COREY: So really excited about that. So that should be out hopefully early October. We'll have a date soon.
WR: Cool. And then as far as your other stuff, I mean, again, I know you're both in a million projects, but do you have anything upcoming or recent that you want to highlight from those projects? I know Yawn Care released something relatively recently.
COREY: Yeah, I can't remember the date, but I think it was July. I put out Unlimited Space, which is a record that I've been sitting on for been needing to get out for quite a while and I finally put it out and been stoked to have that out.
Other than that, some Boy Golden tour coming out or Boy Golden just released For Jimmy, which is a record we recorded year and a half ago and really proud of that that just came out. And so we're touring that in the fall.
COREY: Other than that for me.
BRIAN: Yeah. Next up on the docket is, I guess, like Bush Lotus is we're playing Harvest Moon.
WR: Oh, cool.
BRIAN: Okay, so that's the last of the Bush Lotus booked gigs. We've also played Rainbow Trout this past summer and then after that, for me, Tarp, aka Heiney, aka Heinrich's Maneuver, is Soup Stock. Okay, so going back to the old stomping grounds there, that'll be really fun going with those guys.

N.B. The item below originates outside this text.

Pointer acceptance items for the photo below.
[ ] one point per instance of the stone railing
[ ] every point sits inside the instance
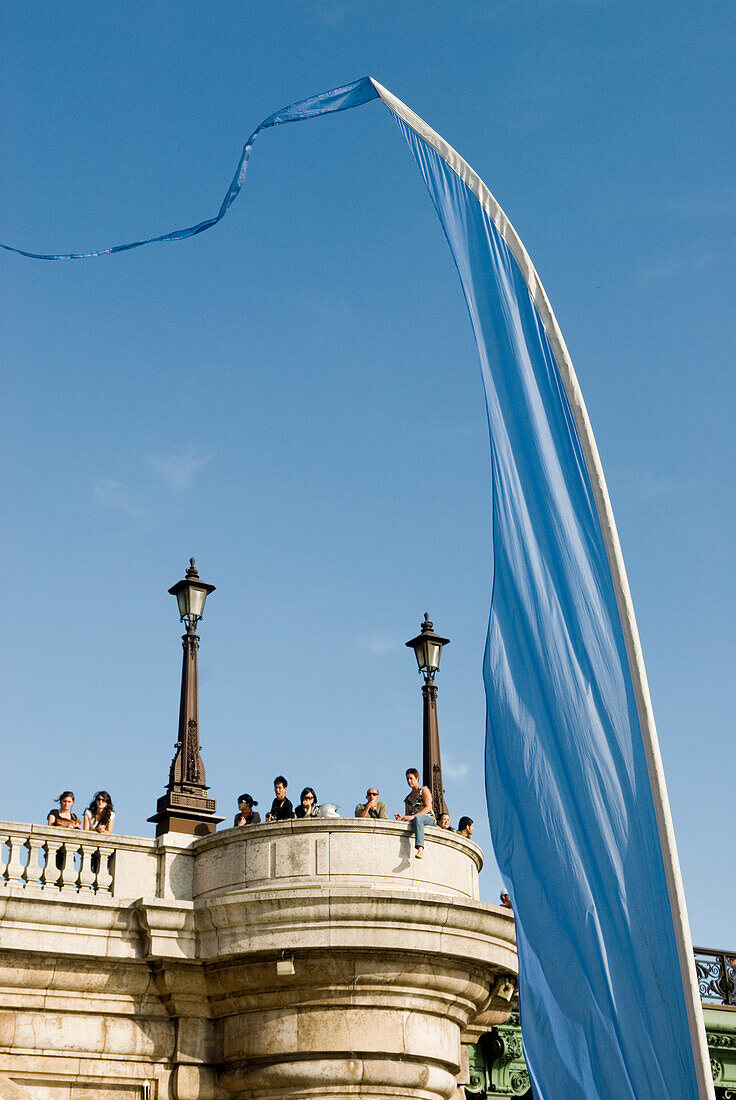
(75, 862)
(275, 856)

So, yeah, I think those two gigs are basically like the next two things for me. And then Amos is a little bit of a break right now. And then we're probably going to look forward to writing some new stuff. Amos in the next before Christmas-ish we're going to get together, start jamming again weekly.
WR: Cool. That's a lot. You have a lot of projects on the go. If someone is hearing about Trío Telfær for the first time on this show or if they already know who you are and they want to follow what's happening with new releases, upcoming shows, hearing old stuff, what's the best way to follow you?
BRIAN: Instagram, I guess. Like our Instagram isn't super active.
COREY: We pop in and out every once in a while.
BRIAN: Yeah, honestly, just go to Bandcamp, start listening.
COREY: Bandcamp, and we're on Spotify, has most of our newer releases, but if you want the whole back catalog, Trío Telfær dot Bandcamp.com and yeah, Yawn Care is on Bandcamp and on Spotify and all the streaming services as well as is Spotify.
WR: Yeah, that's the future, I guess. I know you have a lot of releases with Trío Telfær. Are they all digital only? Like, are they all just streaming or do you have physical releases of some of them?
COREY: We've never put out a physical release. We've been meaning to put out a cassette and we're just waiting for the right time. We're going to have some cassettes one of these days, but we've always just done it. So DIY and low effort isn't the right word, but it's kind of the right vibe. We kind of just put it on Spotify or sorry, put it on Bandcamp and without ever thinking anybody would ever hear it. And so just kind of kept it up with that.
BRIAN: It'd be different if we played live shows a lot where we could be there selling tapes.
WR: Of course.
BRIAN: Yeah. Unless someone's really diehard, they're not going to seek us out for a physical.